虞慎笑意轻柔,眼底无半分不悦,看似坦荡温和,字句却藏着淡淡的酸涩。
“二姐才情出众,近来深得主母和三姐器重,乃是理所应当。妹妹看着,心中唯有欣慰。”
她稍稍停顿,状似随意闲谈,语气轻飘飘的,带着不易察觉的试探与酸意:
“近日听闻二姐常与三姐相伴同行,又时常同高宇公子出入稷下学宫,想来是志趣相投。”
虞乐心思敏感细腻,瞬间捕捉到她话语里的微妙酸涩与淡淡隔阂。
她心中恍然,只当是自己近期结交新友,陪伴虞慎的时日太少,让她心生孤寂、倍感冷落,从未多想其他纠葛。
虞乐拉起虞慎双手,眉眼真诚:
“妹妹莫不是觉得我结交新友,让你孤单了?”
“二姐若还记得我,抽空常来寻我便好。你我姐妹情谊,自当如初。”
虞慎挂上笑容礼貌回应,一旁贴身婢子见状,连忙适时开口,面露忧色:
“二女公子有所不知,我家女公子昨夜未眠,今日晨起依旧心神倦怠,身子着实不适。”
虞乐闻言心生担忧,看着虞慎苍白倦怠的面容,再三叮嘱她好生休养、放宽心绪,又宽慰几句,便不再多扰,起身告辞离去。

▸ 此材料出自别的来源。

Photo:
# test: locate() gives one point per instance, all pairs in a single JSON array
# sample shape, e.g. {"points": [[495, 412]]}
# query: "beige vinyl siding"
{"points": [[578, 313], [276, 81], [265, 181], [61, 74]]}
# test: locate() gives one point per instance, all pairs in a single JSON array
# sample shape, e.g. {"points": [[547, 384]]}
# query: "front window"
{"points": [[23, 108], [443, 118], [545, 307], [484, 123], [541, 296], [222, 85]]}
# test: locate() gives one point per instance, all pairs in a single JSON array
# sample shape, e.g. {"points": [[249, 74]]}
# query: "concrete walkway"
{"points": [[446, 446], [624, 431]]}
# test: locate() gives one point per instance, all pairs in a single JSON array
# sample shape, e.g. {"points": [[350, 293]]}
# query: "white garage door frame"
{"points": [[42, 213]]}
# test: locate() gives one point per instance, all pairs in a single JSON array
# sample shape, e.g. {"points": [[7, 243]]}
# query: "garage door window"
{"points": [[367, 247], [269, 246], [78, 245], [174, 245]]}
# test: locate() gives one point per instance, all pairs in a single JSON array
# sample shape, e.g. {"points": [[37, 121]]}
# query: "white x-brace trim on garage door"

送走虞乐,院门轻轻闭合,隔绝了外界所有声响与暖意。方才温和的笑意尽数从虞慎脸上褪去,一室寂静无声。
她依旧静静倚靠在窗前,身姿一动不动,指尖轻轻捏着冰凉的紫砂壶盖,一下又一下,轻叩着壶身,清脆细碎的叩击声在静谧屋内反复回响,单调又孤寂。
“主子,求您暂且歇息片刻吧。您这般损耗身子,婢子看着着实难受。”
婢子看着她孤寂落寞的背影,满心焦灼心疼。
虞慎眸光沉沉,望向院外遥遥天际,语气执拗坚定:
“再等等。”
不知等候了多久,窗外忽然传来一声清脆的鸽鸣。
虞慎原本倦怠无神的眼眸骤然一亮,瞬间褪去所有疲惫,眼底骤然燃起炽热光亮,她心跳加速,胸腔剧烈起伏,满心紧张与期许。

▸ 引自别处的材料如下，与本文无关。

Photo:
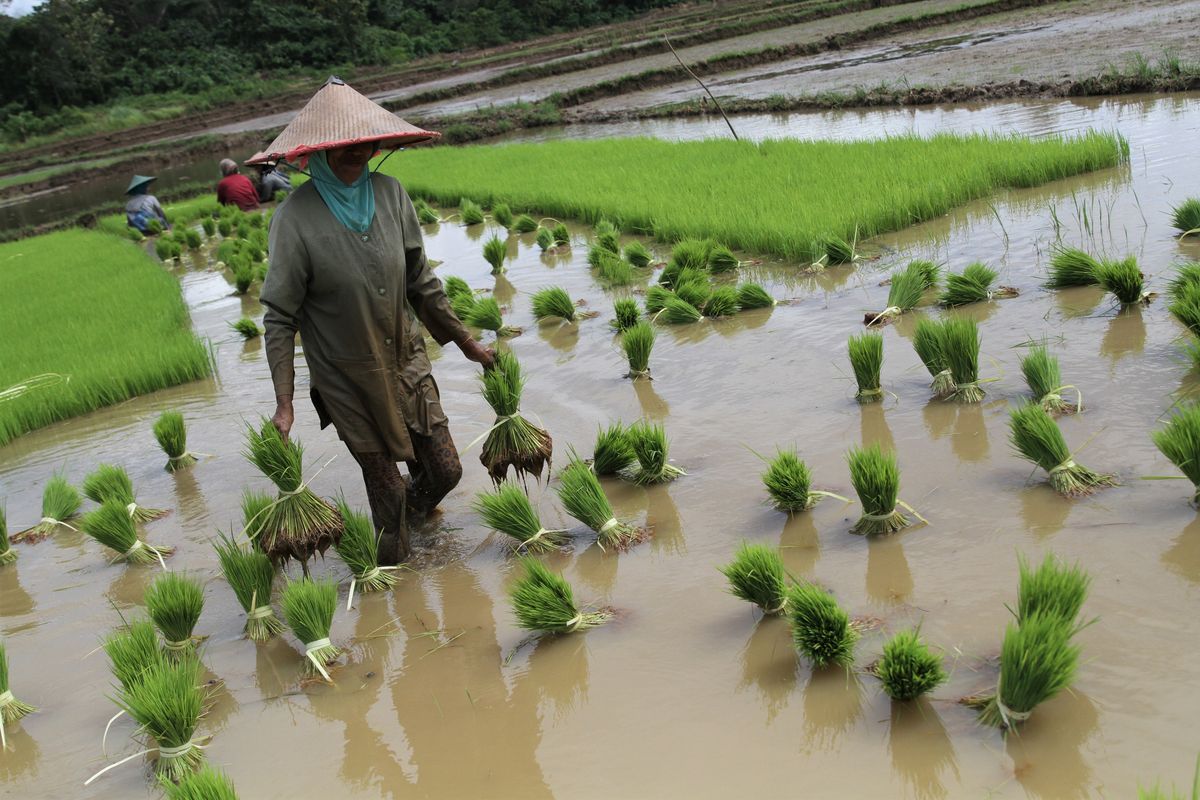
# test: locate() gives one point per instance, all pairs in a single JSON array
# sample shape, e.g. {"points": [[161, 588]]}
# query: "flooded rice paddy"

她起身快步上前接住落窗的白鸽,指尖微微颤抖,急切取下鸽足上系着的素色帛绢。
帛绢展开,寥寥数语映入眼帘,是高宇字迹,清朗利落:
明日辰时,城南古松树下,有事相叙。
短短一句邀约,瞬间抚平了她连日所有的焦灼、不安与酸涩。
虞慎缓缓转头,望向窗外抽芽的垂柳,方才眼底的幽深晦暗顷刻不见,嘴角勾起一抹极致激动的笑意。滚烫的泪水毫无预兆滑落脸颊,滴落在帛绢之上,晕开淡淡墨痕。
她紧紧攥着那方帛绢,指尖用力到泛白,心中翻涌着无尽欢喜与期许。
昨夜,她终究按捺不住心底的执念,慌乱焦灼驱使她写下一封告白书信送至高宇手中。她日夜惶恐不安,她真的很怕高宇已经心系虞乐,怕自己三年情愫尽数落空。
此刻高宇的主动相约,定然是心悦于她,欲与她互通心意、定下情愫。所有不安与失衡,似乎在这一刻尽数消散。
又是一夜辗转无眠,只是这一夜,她欢喜期盼,静待天明。